Codognè Sant'Ubaldo. L'Antica Sagra del Ringraziamento il "Thanksgiving" de noialtri.

L'Antica chiesetta di Sant'Ubaldo era per noi delle "classi anni 50-60" un luogo ameno di ritrovo e ricreazione collettiva. Ricordo che quando sentivamo da lontano volteggiare un elicottero inforcavamo subito le nostre biciclette e via, di corsa verso la chiesetta che sorge sopra una piccola montagnola di terra, quello che basta per alzarla un po e renderla visibile anche da lontano.
                                            L'esterno dell'antica chiesetta di Sant'Ubaldo
                                           L'interno della piccola ma bellissima chiesetta
In tempi di siccità viene celebrata una Messa in questa chiesetta per invocare il dono della pioggia


L'elicottero era di quelli usati nella guerra del Vietnam il vecchio ed inossidabile   l'UH1 "Huey"

Solitamente atterravano in fianco alla chiesetta oppure nel prato di fronte alle caserme AMericane (Ora abbandonate) in via G. Ancillotto . Da come si muoveva nell'aria capivamo dove andava e la corsa per arrivare primi era sempre entusiasmante. Avevo nove, dieci anni, e vedere quell'elicottero così rumoroso atterrarmi vicino era veramente uno spasso.
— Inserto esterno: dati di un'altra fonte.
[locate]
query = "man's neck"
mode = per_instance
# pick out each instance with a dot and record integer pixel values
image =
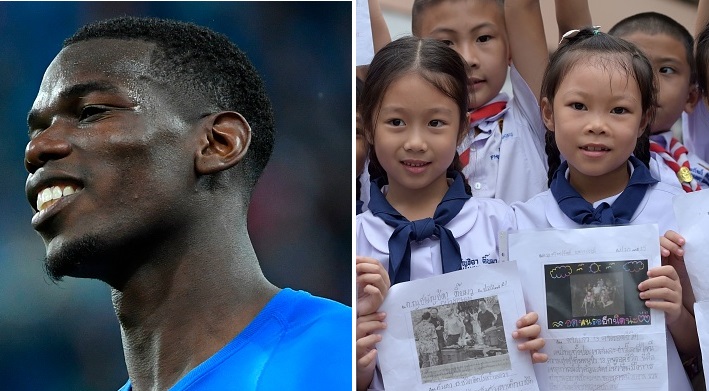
(176, 313)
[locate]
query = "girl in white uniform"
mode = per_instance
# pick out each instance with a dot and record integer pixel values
(421, 220)
(597, 103)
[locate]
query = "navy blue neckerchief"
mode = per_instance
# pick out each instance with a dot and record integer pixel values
(622, 210)
(405, 231)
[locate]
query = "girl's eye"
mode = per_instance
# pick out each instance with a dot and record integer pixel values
(578, 106)
(90, 111)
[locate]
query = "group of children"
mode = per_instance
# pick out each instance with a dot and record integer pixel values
(584, 140)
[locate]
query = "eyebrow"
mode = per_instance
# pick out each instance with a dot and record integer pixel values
(76, 91)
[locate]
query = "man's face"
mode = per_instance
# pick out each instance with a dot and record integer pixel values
(108, 158)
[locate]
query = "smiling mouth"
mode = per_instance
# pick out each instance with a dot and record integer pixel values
(414, 164)
(595, 149)
(50, 195)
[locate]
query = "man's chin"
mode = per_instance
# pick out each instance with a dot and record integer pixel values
(74, 259)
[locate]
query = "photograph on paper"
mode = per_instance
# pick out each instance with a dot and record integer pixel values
(595, 294)
(460, 339)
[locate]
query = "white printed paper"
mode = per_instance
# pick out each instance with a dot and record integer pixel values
(692, 213)
(365, 45)
(583, 284)
(701, 315)
(472, 356)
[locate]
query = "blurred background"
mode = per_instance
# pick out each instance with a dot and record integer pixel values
(65, 336)
(605, 13)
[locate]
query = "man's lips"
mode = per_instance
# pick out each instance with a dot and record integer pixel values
(45, 188)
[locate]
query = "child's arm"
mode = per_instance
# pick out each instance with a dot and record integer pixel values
(380, 31)
(673, 255)
(663, 291)
(372, 285)
(366, 353)
(572, 14)
(527, 327)
(528, 47)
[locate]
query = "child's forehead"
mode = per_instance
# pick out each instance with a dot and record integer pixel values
(652, 42)
(455, 12)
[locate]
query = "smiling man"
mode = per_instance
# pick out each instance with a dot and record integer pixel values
(147, 138)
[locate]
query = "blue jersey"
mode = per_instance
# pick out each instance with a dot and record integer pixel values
(297, 342)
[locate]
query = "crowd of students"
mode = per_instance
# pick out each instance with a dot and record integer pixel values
(446, 161)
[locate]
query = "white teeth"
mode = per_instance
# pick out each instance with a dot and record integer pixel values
(53, 193)
(595, 149)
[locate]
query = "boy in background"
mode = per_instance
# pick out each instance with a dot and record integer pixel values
(669, 47)
(503, 155)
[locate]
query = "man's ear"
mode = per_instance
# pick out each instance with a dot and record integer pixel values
(547, 114)
(224, 140)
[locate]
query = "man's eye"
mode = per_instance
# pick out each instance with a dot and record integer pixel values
(90, 111)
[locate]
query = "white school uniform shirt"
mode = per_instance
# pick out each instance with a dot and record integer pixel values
(662, 172)
(695, 128)
(698, 167)
(510, 164)
(542, 211)
(475, 228)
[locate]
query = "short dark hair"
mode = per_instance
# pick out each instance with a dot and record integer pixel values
(702, 60)
(592, 45)
(655, 23)
(206, 65)
(431, 59)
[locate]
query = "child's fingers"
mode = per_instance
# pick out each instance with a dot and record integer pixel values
(674, 237)
(528, 319)
(658, 274)
(661, 305)
(532, 344)
(359, 260)
(671, 243)
(371, 327)
(363, 268)
(367, 360)
(538, 358)
(377, 280)
(531, 331)
(370, 317)
(366, 343)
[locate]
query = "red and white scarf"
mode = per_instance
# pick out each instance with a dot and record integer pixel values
(676, 159)
(477, 116)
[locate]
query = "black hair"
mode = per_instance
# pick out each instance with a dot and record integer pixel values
(359, 87)
(655, 23)
(431, 59)
(702, 60)
(587, 44)
(420, 6)
(205, 66)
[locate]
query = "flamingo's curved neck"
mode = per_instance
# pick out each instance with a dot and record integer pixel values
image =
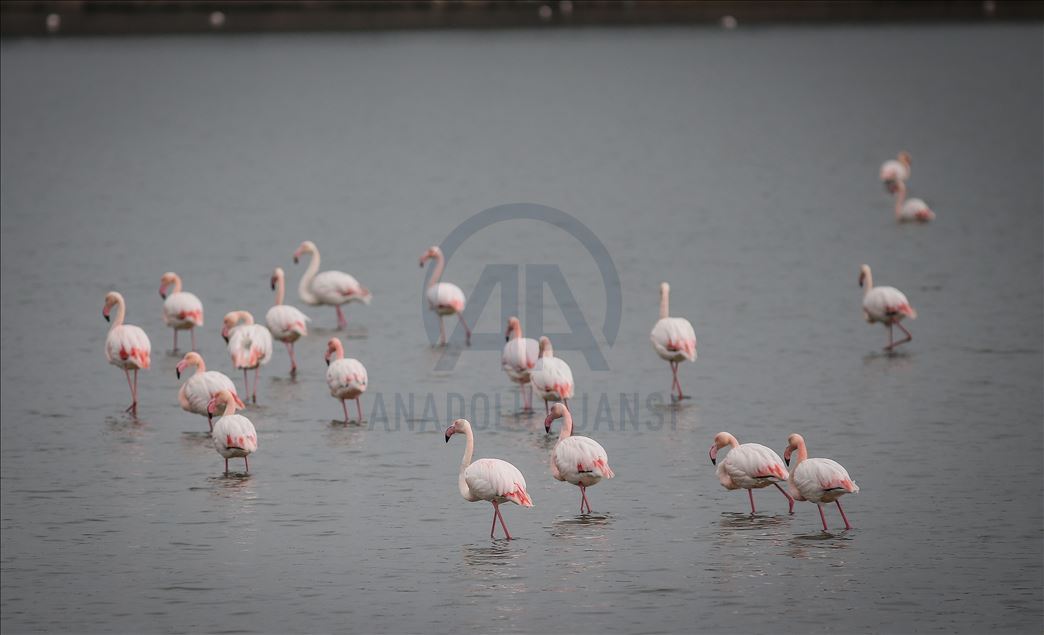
(305, 286)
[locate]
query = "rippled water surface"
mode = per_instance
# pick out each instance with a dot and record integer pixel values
(740, 166)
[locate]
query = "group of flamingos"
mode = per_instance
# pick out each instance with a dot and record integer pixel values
(579, 461)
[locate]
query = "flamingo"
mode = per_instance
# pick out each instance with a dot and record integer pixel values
(673, 339)
(884, 304)
(233, 434)
(910, 209)
(551, 377)
(895, 171)
(126, 346)
(491, 479)
(817, 480)
(347, 378)
(333, 288)
(580, 461)
(444, 298)
(195, 394)
(286, 322)
(518, 359)
(250, 347)
(749, 466)
(181, 309)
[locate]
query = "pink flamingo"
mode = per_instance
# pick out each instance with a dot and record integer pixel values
(817, 480)
(181, 309)
(333, 288)
(347, 378)
(551, 377)
(896, 170)
(748, 467)
(233, 434)
(250, 347)
(491, 479)
(884, 304)
(580, 461)
(286, 322)
(518, 358)
(673, 339)
(444, 298)
(126, 346)
(195, 394)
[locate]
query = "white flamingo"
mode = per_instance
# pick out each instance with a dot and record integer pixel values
(551, 377)
(195, 394)
(182, 310)
(817, 480)
(884, 304)
(444, 298)
(673, 339)
(126, 346)
(580, 461)
(748, 467)
(333, 288)
(347, 378)
(250, 347)
(490, 479)
(518, 358)
(286, 322)
(233, 434)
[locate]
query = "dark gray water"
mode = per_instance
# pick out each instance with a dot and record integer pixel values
(740, 166)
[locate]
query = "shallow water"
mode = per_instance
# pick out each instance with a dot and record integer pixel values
(740, 166)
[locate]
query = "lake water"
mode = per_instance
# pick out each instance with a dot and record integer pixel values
(740, 166)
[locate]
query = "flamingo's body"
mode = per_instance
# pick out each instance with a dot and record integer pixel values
(332, 288)
(233, 436)
(285, 322)
(749, 467)
(444, 298)
(182, 310)
(672, 338)
(250, 347)
(347, 377)
(884, 304)
(580, 461)
(819, 480)
(491, 479)
(126, 346)
(518, 359)
(551, 377)
(198, 390)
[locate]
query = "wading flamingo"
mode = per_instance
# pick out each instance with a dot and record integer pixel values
(518, 359)
(195, 394)
(896, 170)
(444, 298)
(673, 339)
(749, 467)
(817, 480)
(126, 346)
(233, 434)
(286, 322)
(250, 347)
(551, 377)
(347, 378)
(491, 479)
(910, 210)
(884, 304)
(333, 288)
(181, 309)
(577, 460)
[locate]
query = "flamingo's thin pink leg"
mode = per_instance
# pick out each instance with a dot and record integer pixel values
(788, 497)
(844, 517)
Ieri 8 novembre si è celebrata l'Antica Sagra di Sant'Ubaldo. Come sempre la seconda domenica di novembre le famiglie si ritrovano per la Santa Messa  portando cesti di prodotti di stagione in segno di ringraziamento per le messi e la recente vendemmia (quest'anno andata benissimo viste le calde temperature che hanno alzato di non poco il grado alcolico e zuccherino del vino prodotto). I cesti verranno donati come da tradizione in beneficenza.
                                 Frutti stagionali sulle finestre della chiesetta di Sant'Ubaldo

Durante tutto il pomeriggio, dopo la recita del S.Rosario, il via ai giochi tipici di un tempo come le "Pignatte" che i bambini dovevano rompere bendati, o il gioco degli anelli (cercare di infilare l'anello sul collo della bottiglia di vino per vincerla). Indovinare il numero di oggetti in un contenitore di vetro, oppure colpire una "cuca" una noce lanciata attraverso una sezione di grondaia verticale con un martello al momento dell'uscita dalla grondaia stessa.
                                                                       Gli anelli
Le Pignatte, grande gioco favorito dai più piccoli
                                                                     Le Pignatte
Giochi semplici ma sani che servono a rinfrescarci la memoria e a capire che ci si può divertire con poco. Una lezione per le nuove generazioni più portate verso gli smartphones che per le corse dei sacchi o questo tipo di divertimenti, ma una volta provati , li apprezzano e li cercano. Per questo, il ruolo di queste Sagre è importantissimo e va sicuramente appoggiato in tutti i modi per rivalutarne il senso di appartenenza e di rimembranza dei tempi antichi che evocano nella loro semplicità.
                                                Castagne e Vin Bon non mancano mai

La Sagra di Sant'Ubaldo prende forma in un campetto che può ospitare due o trecento persone al massimo, ma è proprio nella "botte piccola" che si cela il vino buono e questa festa del Ringraziamento, una  "Thanksgiving de noialtri"  celebra tutte quelle caratteristiche che culturalmente come Veneti dovremmo tutelare.

                                                                  Musett col Cren

Non mancavano naturalmente le Castagne ed il vino nuovo (San Martin Castagne e Vin è dietro l'angolo) e il classico "Musett col Cren". Alla fine della festa la pesca di beneficenza con i ricchi premi come al solito; biciclette prosciutti e carrè di maiale.




Un plauso quindi ai volontari e agli organizzatori di questa piccola meravigliosa  Sagra, fiore all'occhiello di una Codogné che non vuole dimenticare le sue tradizioni più vere e ruspanti.